Yesterday I asked, what about the world beyond the virtual? Computers didn’t have, for the longest time, sensors. Their only interaction with the world was through input devices such as punch-cards, then later keyboards and mice. They only knew what they were told. Many have a variety of sensors now: antennae, gyroscopes, cameras, thermometers, and so forth.
In the late-1980’s, if I recall correctly, science fiction fans and aerospace professionals engaged in heated arguments in the Planetary Society‘s journal over what should be the policy direction of the United States’ space program. Should we attempt Mars directly or build a base on the moon first? Should we have a space station? Should we emphasize manned missions or send robots off to explore? It was a matter of cost vs. benefit for some: robots were cheap; humans die. I was in favor of both human and robot missions, but as a teenager I wasn’t sensitive to prices. I just thought we should get off this rock and go have a look-see.

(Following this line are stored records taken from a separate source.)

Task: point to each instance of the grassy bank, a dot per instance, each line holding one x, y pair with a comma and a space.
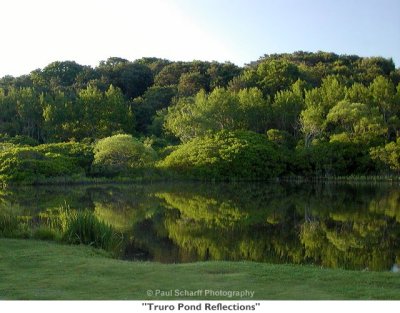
41, 270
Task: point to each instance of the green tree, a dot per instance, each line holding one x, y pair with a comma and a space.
121, 155
226, 155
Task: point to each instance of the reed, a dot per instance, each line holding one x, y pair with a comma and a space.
83, 227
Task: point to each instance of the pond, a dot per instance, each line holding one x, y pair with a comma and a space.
351, 226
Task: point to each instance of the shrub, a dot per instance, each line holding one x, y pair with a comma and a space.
238, 155
34, 164
121, 155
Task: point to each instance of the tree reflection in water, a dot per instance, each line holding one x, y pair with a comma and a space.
353, 226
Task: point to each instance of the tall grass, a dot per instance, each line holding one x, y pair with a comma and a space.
83, 227
8, 224
13, 226
65, 225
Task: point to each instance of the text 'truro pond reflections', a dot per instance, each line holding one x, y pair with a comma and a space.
333, 225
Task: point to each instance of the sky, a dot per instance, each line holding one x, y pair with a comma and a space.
35, 33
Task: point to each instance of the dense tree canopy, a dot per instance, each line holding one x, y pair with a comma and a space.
307, 103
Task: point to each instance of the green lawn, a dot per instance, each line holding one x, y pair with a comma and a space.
41, 270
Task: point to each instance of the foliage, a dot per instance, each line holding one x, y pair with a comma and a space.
240, 155
312, 97
34, 164
83, 227
121, 155
388, 156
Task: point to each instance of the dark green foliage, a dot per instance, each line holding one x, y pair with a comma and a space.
342, 101
9, 224
326, 159
240, 155
121, 155
19, 140
388, 157
35, 164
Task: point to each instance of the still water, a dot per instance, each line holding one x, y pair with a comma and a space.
352, 226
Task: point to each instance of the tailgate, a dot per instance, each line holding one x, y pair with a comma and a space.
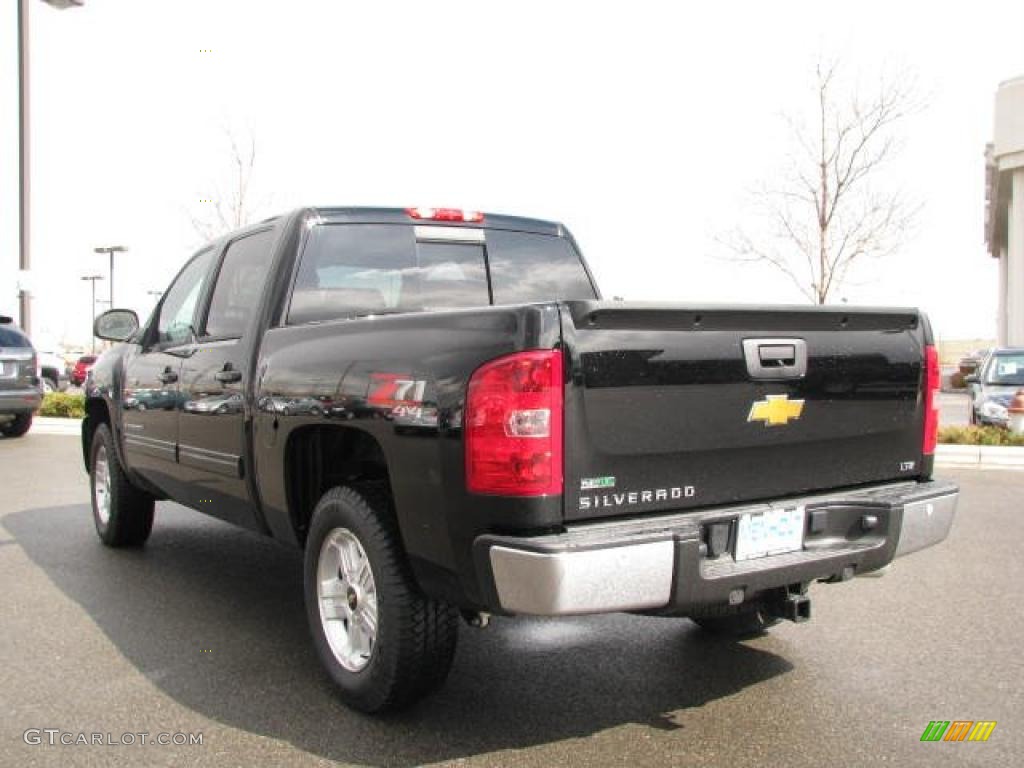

The ocean of the Internet tosses up interesting flotsam, and then it sinks below the surface again. I read some passing reference, perhaps by Niall Ferguson, to the British Empire needing a lot of clerks to do the computing, and thus schools to train them in the essentials of empire: completing and processing forms, and thus neat handwriting and arithmetic. (I’d like a citation.) We’ve since invented mechanical computers to tabulate and process the forms, and outsourced the completion of the forms themselves to the end-users.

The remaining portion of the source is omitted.